13 June 1997
The Washington Post
John F. HarrisSecurity Adviser Lobbies for Clinton's China Policy
Revoking most favored nation trading status for China would strengthen the forces of "self-absorption and xenophobia" in Beijing and turn a tense but improving U.S. relationship with the world's most populous nation into one of outright hostility, White House national security adviser Samuel R. "Sandy" Berger warned yesterday.
Intensifying a campaign to avert a humiliating vote of no confidence on Capitol Hill in President Clinton's China policy, Berger predicted, "Treating China as our enemy could well make China our enemy."
In a speech in New York to the Council on Foreign Relations as well as in news media interviews, Berger said many in Congress's emerging anti-China coalition are wrong about the best way to help Hong Kong. The status of the British colony, which will revert to Chinese control July 1, has opened up a new dimension to Washington's annual debate over whether to extend normal trading privileges to China.
Some critics of the administration's policy of "constructive engagement" with China, of which Berger has been a principal sponsor, have said that a tougher stance with Beijing is needed to ensure that Hong Kong is not subjected to the same repression of civil liberties that is rule in other parts of China.
But Berger insisted that revoking MFN status would have the opposite effect, by emboldening the forces in China who want to crack down on Hong Kong and threatening the economic dynamism that has both enriched the city and made it valuable to Beijing.
Revoking China's MFN status "would have a devastating effect on Hong Kong," Berger told reporters yesterday before leaving for New York, representing a "preemptive vote of no confidence in Hong Kong's future."

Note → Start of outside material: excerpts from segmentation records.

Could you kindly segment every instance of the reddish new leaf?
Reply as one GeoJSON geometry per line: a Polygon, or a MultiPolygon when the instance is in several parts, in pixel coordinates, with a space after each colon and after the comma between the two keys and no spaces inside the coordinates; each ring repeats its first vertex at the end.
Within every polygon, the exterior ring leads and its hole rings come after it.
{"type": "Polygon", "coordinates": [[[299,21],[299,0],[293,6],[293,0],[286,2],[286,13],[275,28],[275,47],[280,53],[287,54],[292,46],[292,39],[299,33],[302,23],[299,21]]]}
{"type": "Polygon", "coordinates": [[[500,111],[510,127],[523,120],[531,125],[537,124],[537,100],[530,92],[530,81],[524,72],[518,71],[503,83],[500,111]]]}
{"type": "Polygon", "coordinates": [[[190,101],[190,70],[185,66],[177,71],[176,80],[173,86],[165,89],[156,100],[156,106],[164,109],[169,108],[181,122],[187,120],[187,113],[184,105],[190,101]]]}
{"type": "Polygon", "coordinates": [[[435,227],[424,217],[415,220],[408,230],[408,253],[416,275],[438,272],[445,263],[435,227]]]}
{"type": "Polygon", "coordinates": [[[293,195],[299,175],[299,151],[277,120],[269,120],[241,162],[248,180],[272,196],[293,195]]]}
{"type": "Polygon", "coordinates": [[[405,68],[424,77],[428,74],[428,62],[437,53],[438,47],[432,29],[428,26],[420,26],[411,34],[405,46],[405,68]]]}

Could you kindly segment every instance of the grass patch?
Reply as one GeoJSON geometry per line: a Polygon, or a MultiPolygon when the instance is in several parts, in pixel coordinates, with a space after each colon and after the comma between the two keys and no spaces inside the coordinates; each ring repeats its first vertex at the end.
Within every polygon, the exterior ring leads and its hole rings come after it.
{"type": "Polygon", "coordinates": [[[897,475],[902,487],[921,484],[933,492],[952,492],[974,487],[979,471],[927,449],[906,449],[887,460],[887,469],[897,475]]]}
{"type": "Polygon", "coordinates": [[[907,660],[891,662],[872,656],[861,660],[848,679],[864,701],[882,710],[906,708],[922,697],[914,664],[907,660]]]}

Clinton recently announced that he was extending MFN status to China for another year, and under the law Congress can vote to overturn his decision within 90 days. But the battle will come to closure more quickly than that, and more quickly than administration officials at first expected.
Republican congressional leaders have told the White House they want to vote by the end of this month. The House Ways and Means Committee has scheduled a hearing for June 17.
Clinton has always won the MFN battles during his term, and administration officials and even some critics say the chances are that he will win this year. As a practical matter, White House aides say, Clinton will veto any measure Congress passes revoking MFN, and there is no prospect that such action would be overturned.
But Clinton is eager to avoid such a direct repudiation of his China policy. Losing on Capitol Hill, Berger said, would have a "corrosive" effect on the relationship with Beijing and be an unwelcome reflection of how "the consensus has begun to unravel" over China.
Berger's New York speech was the most sustained argument recently from a senior Clinton aide about why the administration deserves support, as well as the most candid assessment of the public opinion hurdle the White House is facing.
"I am concerned that support is fracturing" for engagement with China, Berger said, according to a prepared text released in advance of his speech, "and convinced that rebuilding it is vital to America's future."
One reason China politics are especially ticklish this year is an ongoing FBI investigation into whether China was surreptitiously trying to buy influence here through campaign contributions in last year's congressional and presidential elections. Berger did not mention this issue in his speech.
Instead, he focused on broad historical trends. The collapse of the Soviet Union, he said, has removed in some people's minds "the strategic imperative for a strong relationship with China." And while China has liberalized its economy, he acknowledged, "the political reforms that many expected . . . failed to materialize."
China's lack of demonstrable progress on human rights under Clinton has helped drive a coalition of liberals in the Democratic Party and conservatives in the Republican against renewing MFN status. Pro-business interests in both parties are lobbying in favor.
Berger said that in the past two decades there have been "genuine improvements in the lives of hundreds of millions of Chinese -- greater freedom of movement and choice of employment, better schools and housing, improved access to information, and a more open process for choosing local officials."
Rejecting criticism that Clinton's voice has been muted on human rights, Berger said the administration "will speak out against the arrest of dissidents" and would seek to expand Radio Free Asia broadcasts into China, including more broadcasts in Mandarin.
But he said critics should realize that "change will not come overnight."
"And it most assuredly will not come if we isolate ourselves from China or cut off our relationship," Berger said. "If we fail to engage China, we will fuel the very inward-looking forces that trample human rights."
On Hong Kong, Berger laid out a kind of guidepost on how the United States would be judging China's behavior. He said the United States is expecting early and free elections for a new legislature, a civil service that "continues to function professionally" and courts that "operate without interference."
Although the term "most favored" implies a privileged status, MFN is applied to most nations by the United States.
Only six nations, including Cuba and North Korea, do not have MFN status, although other countries, including Iraq and Libya, are subject to other sanctions. MFN status means that nations can sell goods in this country without tariffs averaging 44 percent.